Most cattle are raised with grass as part of the diet, but then in the last four months of their life, Gross said they receive a feed that is designed to fatten them up.
“It’s not a natural process. It’s relatively new to the industry,” he said. “Now, the industry is starting to swing backward to the natural system.”
He cited the fact that McDonald’s, the largest purchaser of beef, has been consulting with one of the leading professors to consider switching to solely grass-fed cattle.
“The consumer is demanding a healthier product,” he said.
He is getting his eggs about 4 miles away at a homestead farm in Washington County. Gambles Bakery in Queensbury is providing bread products, and he plans to include rolled butter made by the Amish.
Reviews have been good, according to Gross.
Gross has formed a separate limited liability corporation for the restaurant, which is separate from the church.

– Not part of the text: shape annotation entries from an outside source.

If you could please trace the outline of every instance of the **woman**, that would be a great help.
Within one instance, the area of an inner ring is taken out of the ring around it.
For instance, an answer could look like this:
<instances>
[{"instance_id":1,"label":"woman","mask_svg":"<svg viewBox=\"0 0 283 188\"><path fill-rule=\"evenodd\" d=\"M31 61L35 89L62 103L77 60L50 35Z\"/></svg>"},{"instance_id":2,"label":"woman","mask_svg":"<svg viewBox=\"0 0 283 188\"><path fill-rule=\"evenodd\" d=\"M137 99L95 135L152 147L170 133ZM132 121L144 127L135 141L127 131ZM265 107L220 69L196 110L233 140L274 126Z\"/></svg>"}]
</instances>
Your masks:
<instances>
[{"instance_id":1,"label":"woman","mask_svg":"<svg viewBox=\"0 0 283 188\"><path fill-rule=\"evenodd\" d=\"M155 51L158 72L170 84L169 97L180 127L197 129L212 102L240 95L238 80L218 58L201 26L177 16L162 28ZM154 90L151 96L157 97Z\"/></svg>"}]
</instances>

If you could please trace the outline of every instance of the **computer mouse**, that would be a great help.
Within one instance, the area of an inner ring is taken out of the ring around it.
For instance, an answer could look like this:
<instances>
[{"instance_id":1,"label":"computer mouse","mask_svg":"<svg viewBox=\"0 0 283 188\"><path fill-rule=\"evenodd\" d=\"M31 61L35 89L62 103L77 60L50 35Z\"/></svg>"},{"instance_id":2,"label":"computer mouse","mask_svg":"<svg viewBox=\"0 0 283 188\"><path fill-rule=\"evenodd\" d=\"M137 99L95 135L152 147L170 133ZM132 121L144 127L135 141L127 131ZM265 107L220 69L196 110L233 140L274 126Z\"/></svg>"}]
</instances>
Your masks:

In the course of his being pastor over the last nine years, Gross said he was the main contractor and laborer for the building project and had not taken a salary for that work. The board of directors believed it very appropriate to lease part of the building to the LLC for $1.
Gross said he comes from a family of entrepreneurs, but has never run a restaurant.
“I have talent around me,” he said.
Irv LaFreniere is the cook and his daughter Amanda LaFreniere works as a server. Both have experience in the restaurant business. Irv LaFreniere has worked at the Log Jam Restaurant in Queensbury and the former Copper Kettle in Glens Falls.
Gross said he first ran into the elder LaFreniere about 14 years ago at a diner he opened.
“I remembered him and how passionate he was for food,” he said.
When Gross was starting up this diner, a mutual friend put him in touch with LaFreniere, who shared the same vision he did.
“Reach people with meals that heal,” he said.
The restaurant had a decent crowd on Thursday during the lunch rush.
Christina Bolduc, of Queensbury, is going to become a regular. The diner is convenient to her because she lives in a house on the church grounds.
“Those days you don’t want to cook, I can just walk in my backyard,” she said.
Bolduc is a member of Gross’ congregation and supports his mission of getting people to eat healthier foods.
“I recently lost 115 pounds eating healthy and making good choices,” she said.
She likes that the restaurant serves breakfast all day long.
Angela Bovino, of Saratoga Springs, came to check out the diner because she is a friend of Gross. She said she likes the décor and atmosphere.
“I think it’s going to do great here. It’s a great little spot — very comfortable,” he said.
Bill Heil, who raises pigs on a farm in Kingsbury, said he came out to the diner to support Gross.
“He’s a good guy, hard worker,” he said.
Gross said down the line he would like to create a farm in Washington County to help provide meat and vegetables for the restaurant, as well as local jobs. Gross is trying to obtain grant funding for the project.
“The notion is to bring food and the knowledge and power of food to heal the body,” he said. “It’s also to bring a transformation to the local economy.”